QUALITATIVE ANALYSIS

This page explains the commands for qualitative analysis. It is performed by using the Principal Component Analysis (PCA) technique, followed by a hierarchical clustering analysis. The PCA is based on the TPrincipal class of Root. The cluster analysis can be performed by different methods. The commands are:

Commands for PCA:

Commands for clustering analysis

Defines the criterion for choosing the number of principal components to be used in the analysis.

[0,1[ threshold value for the sum of the normalized eigenvalues (default value 0.9)
2 implements the Guttman-Kaiser criterion
<0 set the number of principal components to be used

equalpca

Switch for equalization of PCA analysis. Equalization means that input data are divided by the standard deviation, calculated column-wise, i.e. for the different samples. As a consequence, the covariance matrix is normalized. equalpca is automatically set to 0 when background subtraction is made.

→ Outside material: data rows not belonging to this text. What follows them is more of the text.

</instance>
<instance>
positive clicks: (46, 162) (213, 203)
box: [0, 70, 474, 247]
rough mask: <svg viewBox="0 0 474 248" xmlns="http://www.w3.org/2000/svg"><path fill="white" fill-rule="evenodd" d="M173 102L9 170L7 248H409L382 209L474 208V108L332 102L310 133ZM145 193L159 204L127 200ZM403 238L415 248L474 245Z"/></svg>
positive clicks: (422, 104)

0 equalization is not done (default)
1 equalization is done

biplot

Option to combine Scores and Loadings plot in a unique graph, called biplot. A biplot is generated for each couple of principal components, considering each couple up to four components.

0 Scores and Loadings plots are done separately (default)
1 biplots are generated

writeloadings

Write data files containing loading values for each selected principal component. The files are named "LoadingsPC#", where # is the number of principal component considered. They contain two columns, for the variable and the loading values. In case of single crystal data (datatype 3) an additional file is created, with extension .hkl, containing the loadings values as a function of the Miller indices (h,k,l).

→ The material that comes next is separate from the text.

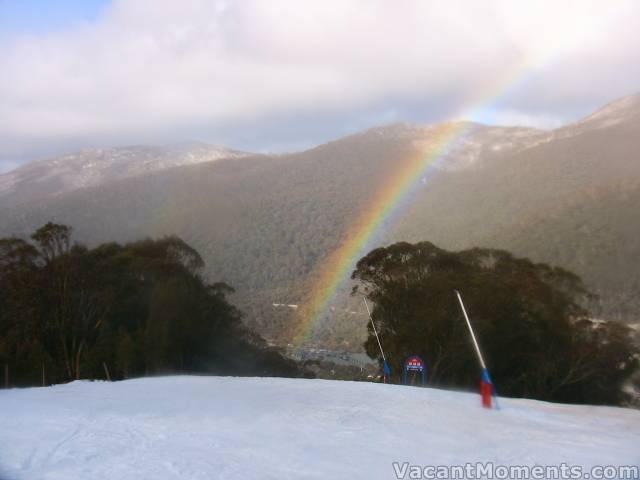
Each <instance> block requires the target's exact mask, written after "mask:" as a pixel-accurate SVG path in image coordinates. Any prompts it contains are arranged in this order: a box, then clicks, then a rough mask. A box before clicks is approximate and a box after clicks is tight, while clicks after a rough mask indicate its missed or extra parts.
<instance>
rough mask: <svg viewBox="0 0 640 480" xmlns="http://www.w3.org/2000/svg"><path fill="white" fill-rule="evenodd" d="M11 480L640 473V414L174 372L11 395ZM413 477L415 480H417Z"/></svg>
mask: <svg viewBox="0 0 640 480" xmlns="http://www.w3.org/2000/svg"><path fill="white" fill-rule="evenodd" d="M0 412H3V413H7V414H3V415H0V478H3V479H4V478H9V479H12V480H22V479H45V478H46V479H49V478H50V479H53V478H56V479H58V480H67V479H78V478H91V479H96V480H99V479H114V478H117V479H122V480H128V479H160V478H161V479H165V480H173V479H210V478H225V479H230V480H233V479H247V478H260V479H327V478H335V479H343V478H349V479H363V480H364V479H366V480H375V479H392V478H396V476H395V473H394V470H393V466H392V464H393V462H399V463H402V462H409V463H410V464H414V465H423V466H427V465H464V464H465V463H467V462H472V463H475V462H482V463H485V462H493V463H494V464H495V465H529V466H533V465H549V466H554V465H557V466H559V465H561V464H562V463H566V464H569V465H579V466H580V467H582V468H584V469H590V468H591V467H592V466H594V465H638V464H639V462H640V451H639V450H638V448H637V446H638V445H639V444H640V412H638V411H634V410H628V409H621V408H610V407H590V406H574V405H558V404H551V403H545V402H538V401H532V400H517V399H501V410H499V411H498V410H484V409H482V408H481V407H480V400H479V397H478V395H476V394H468V393H459V392H451V391H444V390H436V389H430V388H414V387H404V386H398V385H381V384H372V383H363V382H338V381H326V380H301V379H282V378H232V377H189V376H183V377H164V378H161V377H160V378H146V379H137V380H128V381H123V382H114V383H107V382H86V381H81V382H73V383H70V384H66V385H57V386H54V387H48V388H30V389H13V390H2V391H0ZM405 478H409V477H408V476H407V477H405Z"/></svg>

0 loadings are not written (default)
1 loadings are written on output files
2 loadings are written on output files, with sign changed
3 loadings are written on output files, flipping negative values to positive ones

writescores

Write data files containing scores values for each selected principal component. The files are named "ScoresPC#", where # is the number of principal component considered. They contain two columns, for the data number and the score values.

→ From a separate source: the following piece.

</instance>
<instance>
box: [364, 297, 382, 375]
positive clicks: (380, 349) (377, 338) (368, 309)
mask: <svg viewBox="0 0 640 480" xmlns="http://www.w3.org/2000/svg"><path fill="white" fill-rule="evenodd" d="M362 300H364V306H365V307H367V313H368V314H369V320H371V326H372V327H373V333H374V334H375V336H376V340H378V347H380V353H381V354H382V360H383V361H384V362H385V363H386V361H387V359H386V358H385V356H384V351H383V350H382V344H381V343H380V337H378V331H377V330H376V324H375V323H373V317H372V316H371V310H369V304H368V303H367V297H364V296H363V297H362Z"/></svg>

0 scores are not written (default)
1 scores are written on output files
2 scores are written on output files, with sign changed

clusmethod

Defines the method used for hierarchical cluster analysis.

1 single link
2 complete link
3 group average (default)
4 centroid
5 median
6 minimum variance

clusterswitch

Master switch for cluster analysis on representative points in PCA space.

0 no clustering
1 clustering is performed (default)
2 Points are gathered by using user-defined groups

myclust

Defines the data groups when clusterswitch is set to 2. It specifies the group number for each

input profile. In the command file it is placed after the command file for the corresponding profile.

Example:

clusterswitch 2

file /home/rocco/prot/compmod/alpha/paper/PADv3/0.dat

myclust 0

file /home/rocco/prot/compmod/alpha/paper/PADv3/1.dat

myclust 1

file /home/rocco/prot/compmod/alpha/paper/PADv3/2.dat

myclust 0

file /home/rocco/prot/compmod/alpha/paper/PADv3/3.dat

myclust 1

file /home/rocco/prot/compmod/alpha/paper/PADv3/4.dat

myclust 0

file /home/rocco/prot/compmod/alpha/paper/PADv3/5.dat

myclust 0

file /home/rocco/prot/compmod/alpha/paper/PADv3/6.dat

myclust 0

sogdiff

Defines the threshold for hierarchic clustering.

=0 The threshold is automatically determined (default)

<0 Threshold value, which can be set by looking at the histogram of the cluster size distribution or at the dendrogram.

>0 Normalized threshold value, which can be set by looking at the histogram of the normalized cluster size distribution.